The challenge to the inspector’s decision in MacArthur v Secretary of State for Communities and Local Government (see PP 2012/14) was, of course, made under section 288 of the Town and Country Planning Act 1990.The available grounds are (i) “that the action is not within the powers of this Act” and (ii) “that any of the relevant requirements have not been complied with in relation to that action”.
In that case, the claimants also contended that the inspector’s decision on appeal was unlawful in that it was vitiated by a material error of fact. More specifically, the inspector had failed to record or remember that at the inquiry the developer’s expert witness had conceded in oral evidence that his written evidence had under-assessed the impact of the proposed development upon the setting of a nearby scheduled ancient monument.
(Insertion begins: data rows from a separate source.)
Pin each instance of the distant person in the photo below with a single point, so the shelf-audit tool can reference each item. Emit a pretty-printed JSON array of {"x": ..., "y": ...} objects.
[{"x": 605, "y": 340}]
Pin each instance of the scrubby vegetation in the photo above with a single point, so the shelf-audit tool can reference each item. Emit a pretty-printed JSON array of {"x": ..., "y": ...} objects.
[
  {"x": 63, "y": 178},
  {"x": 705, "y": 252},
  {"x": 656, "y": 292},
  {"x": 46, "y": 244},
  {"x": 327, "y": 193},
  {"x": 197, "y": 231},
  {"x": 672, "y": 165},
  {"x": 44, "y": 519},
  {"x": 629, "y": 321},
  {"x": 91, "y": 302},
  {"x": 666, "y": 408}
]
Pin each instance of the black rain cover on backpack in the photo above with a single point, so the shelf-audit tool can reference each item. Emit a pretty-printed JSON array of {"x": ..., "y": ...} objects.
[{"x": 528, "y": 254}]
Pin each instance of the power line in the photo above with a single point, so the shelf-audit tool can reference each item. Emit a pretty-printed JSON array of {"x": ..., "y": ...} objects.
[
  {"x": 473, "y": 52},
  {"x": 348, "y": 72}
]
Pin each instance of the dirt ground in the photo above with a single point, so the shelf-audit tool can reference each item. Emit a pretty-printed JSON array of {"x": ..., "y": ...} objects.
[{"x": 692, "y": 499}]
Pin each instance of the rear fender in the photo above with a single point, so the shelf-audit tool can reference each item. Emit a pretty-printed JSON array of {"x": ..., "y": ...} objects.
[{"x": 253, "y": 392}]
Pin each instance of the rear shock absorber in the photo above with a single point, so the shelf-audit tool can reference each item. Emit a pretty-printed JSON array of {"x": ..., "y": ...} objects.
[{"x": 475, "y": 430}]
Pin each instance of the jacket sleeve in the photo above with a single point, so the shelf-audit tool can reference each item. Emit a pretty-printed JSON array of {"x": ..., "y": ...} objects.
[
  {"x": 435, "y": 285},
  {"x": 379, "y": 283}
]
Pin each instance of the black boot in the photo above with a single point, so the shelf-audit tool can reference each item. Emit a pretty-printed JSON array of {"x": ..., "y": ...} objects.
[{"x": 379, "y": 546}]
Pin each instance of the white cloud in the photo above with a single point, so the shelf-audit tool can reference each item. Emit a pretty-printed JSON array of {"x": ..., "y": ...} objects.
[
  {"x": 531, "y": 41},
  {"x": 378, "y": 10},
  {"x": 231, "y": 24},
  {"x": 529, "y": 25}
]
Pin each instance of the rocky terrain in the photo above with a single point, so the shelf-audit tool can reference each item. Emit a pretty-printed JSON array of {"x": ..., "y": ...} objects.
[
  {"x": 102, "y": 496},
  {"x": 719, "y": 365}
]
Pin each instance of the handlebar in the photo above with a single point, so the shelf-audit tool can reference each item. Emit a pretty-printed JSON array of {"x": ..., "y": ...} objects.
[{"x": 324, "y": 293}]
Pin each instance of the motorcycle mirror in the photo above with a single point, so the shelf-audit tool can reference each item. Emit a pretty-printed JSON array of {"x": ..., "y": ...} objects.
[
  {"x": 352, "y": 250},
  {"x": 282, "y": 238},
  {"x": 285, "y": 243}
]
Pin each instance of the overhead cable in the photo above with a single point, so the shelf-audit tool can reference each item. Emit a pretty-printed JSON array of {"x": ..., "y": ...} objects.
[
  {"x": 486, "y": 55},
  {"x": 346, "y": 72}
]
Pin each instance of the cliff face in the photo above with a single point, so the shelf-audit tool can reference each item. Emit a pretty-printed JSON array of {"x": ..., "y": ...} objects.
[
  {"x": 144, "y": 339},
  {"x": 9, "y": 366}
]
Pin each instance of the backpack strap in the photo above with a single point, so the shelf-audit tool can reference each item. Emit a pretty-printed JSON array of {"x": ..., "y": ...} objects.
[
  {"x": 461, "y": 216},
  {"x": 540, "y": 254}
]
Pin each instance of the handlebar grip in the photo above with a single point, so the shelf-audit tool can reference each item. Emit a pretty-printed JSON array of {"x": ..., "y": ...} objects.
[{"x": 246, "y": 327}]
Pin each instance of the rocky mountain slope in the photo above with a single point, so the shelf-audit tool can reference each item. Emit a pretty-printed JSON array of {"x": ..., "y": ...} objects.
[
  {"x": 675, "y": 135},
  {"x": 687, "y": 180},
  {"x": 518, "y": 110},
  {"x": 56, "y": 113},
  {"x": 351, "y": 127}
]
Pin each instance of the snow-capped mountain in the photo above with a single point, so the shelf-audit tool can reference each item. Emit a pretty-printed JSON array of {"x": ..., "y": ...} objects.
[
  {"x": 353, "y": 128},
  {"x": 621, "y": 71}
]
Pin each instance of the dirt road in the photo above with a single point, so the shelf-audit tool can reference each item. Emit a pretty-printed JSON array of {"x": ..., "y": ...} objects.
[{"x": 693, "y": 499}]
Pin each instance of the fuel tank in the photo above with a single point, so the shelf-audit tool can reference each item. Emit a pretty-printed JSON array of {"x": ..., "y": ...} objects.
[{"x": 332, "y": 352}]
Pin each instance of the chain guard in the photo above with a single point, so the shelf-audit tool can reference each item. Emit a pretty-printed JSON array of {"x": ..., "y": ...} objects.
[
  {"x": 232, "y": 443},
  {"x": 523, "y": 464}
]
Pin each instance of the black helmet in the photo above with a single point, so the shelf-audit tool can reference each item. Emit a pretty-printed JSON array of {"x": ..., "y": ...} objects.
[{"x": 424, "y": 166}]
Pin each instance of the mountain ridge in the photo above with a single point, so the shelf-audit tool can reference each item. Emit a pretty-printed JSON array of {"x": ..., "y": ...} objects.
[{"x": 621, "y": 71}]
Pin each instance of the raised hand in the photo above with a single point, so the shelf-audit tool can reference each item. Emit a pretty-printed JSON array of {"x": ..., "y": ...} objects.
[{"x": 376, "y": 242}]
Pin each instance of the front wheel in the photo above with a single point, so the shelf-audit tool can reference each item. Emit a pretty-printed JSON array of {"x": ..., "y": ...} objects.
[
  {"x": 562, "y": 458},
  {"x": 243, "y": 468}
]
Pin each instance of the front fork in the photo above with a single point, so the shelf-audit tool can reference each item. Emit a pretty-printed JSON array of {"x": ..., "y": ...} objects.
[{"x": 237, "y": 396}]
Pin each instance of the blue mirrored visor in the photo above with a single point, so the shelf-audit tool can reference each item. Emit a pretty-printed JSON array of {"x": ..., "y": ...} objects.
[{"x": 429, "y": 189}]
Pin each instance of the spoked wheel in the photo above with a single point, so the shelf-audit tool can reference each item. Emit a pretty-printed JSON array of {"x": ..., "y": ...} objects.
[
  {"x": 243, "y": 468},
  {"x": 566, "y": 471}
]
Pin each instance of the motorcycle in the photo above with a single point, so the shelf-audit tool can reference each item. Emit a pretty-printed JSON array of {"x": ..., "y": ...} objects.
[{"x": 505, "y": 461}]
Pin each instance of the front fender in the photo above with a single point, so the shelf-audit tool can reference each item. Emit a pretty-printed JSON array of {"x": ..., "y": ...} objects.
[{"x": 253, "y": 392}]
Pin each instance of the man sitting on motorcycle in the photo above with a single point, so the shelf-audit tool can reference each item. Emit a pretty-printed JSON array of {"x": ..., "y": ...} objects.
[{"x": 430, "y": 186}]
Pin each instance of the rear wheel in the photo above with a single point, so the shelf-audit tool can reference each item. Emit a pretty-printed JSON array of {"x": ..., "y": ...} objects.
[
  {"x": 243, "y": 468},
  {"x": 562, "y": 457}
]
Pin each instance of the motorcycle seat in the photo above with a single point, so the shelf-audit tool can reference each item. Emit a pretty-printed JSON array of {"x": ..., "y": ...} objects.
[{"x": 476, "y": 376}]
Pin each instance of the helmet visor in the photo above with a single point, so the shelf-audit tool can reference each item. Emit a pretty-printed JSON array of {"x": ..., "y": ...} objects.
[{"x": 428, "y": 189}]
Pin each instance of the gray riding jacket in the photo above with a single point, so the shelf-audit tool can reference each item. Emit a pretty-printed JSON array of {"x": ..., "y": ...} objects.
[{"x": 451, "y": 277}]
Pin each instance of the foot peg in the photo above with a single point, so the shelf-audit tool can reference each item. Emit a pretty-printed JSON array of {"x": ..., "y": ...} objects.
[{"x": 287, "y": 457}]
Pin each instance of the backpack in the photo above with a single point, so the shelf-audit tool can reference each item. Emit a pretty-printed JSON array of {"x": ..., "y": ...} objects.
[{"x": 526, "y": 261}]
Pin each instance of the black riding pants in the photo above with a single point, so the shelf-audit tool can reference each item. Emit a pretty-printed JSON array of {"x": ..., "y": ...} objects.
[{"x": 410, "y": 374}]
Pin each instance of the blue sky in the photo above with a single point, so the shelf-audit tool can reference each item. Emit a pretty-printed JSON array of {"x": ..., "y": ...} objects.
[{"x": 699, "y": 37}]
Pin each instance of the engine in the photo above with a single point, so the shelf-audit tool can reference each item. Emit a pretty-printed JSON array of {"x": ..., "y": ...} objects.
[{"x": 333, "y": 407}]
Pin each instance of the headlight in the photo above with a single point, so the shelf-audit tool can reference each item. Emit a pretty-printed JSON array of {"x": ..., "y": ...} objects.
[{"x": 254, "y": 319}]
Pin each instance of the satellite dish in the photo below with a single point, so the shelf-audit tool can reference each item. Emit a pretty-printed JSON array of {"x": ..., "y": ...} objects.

The courts have over, a period of time, recognised that in the context of judicial and statutory review a mistake of fact giving rise to an unfairness may amount to an error of law. It therefore can become a proper ground of challenge on an appeal limited to questions of law. However, the courts have laid down the following tests that must be satisfied. (1) There must have been a mistake as to an existing fact, including a mistake as to the availability of evidence on a particular matter. (2) The fact or evidence must have been “established” in the sense that it was uncontentious and objectively verifiable. (3) The claimant, or its advisers, must not have been responsible for the mistake. (4) The mistake must have played a material (though not necessarily decisive) part in the decision-maker’s reasoning.
In MacArthur, the court accepted that a decision-maker’s failure correctly to record or understand the evidence can amount to a material mistake of fact. However, it was unprepared on the present facts to accept the claimants’ submission that the inspector had based his statement upon the written evidence of the developer’s expert witness, and either forgotten or failed to appreciate that during his oral evidence he had revised his impact assessment.
Accordingly, it could not be said that there was a mistake in respect of a fact that was established, uncontentious and objectively verifiable. This was a fundamental requirement that a claimant had to meet in order to succeed. The court dismissed the claim.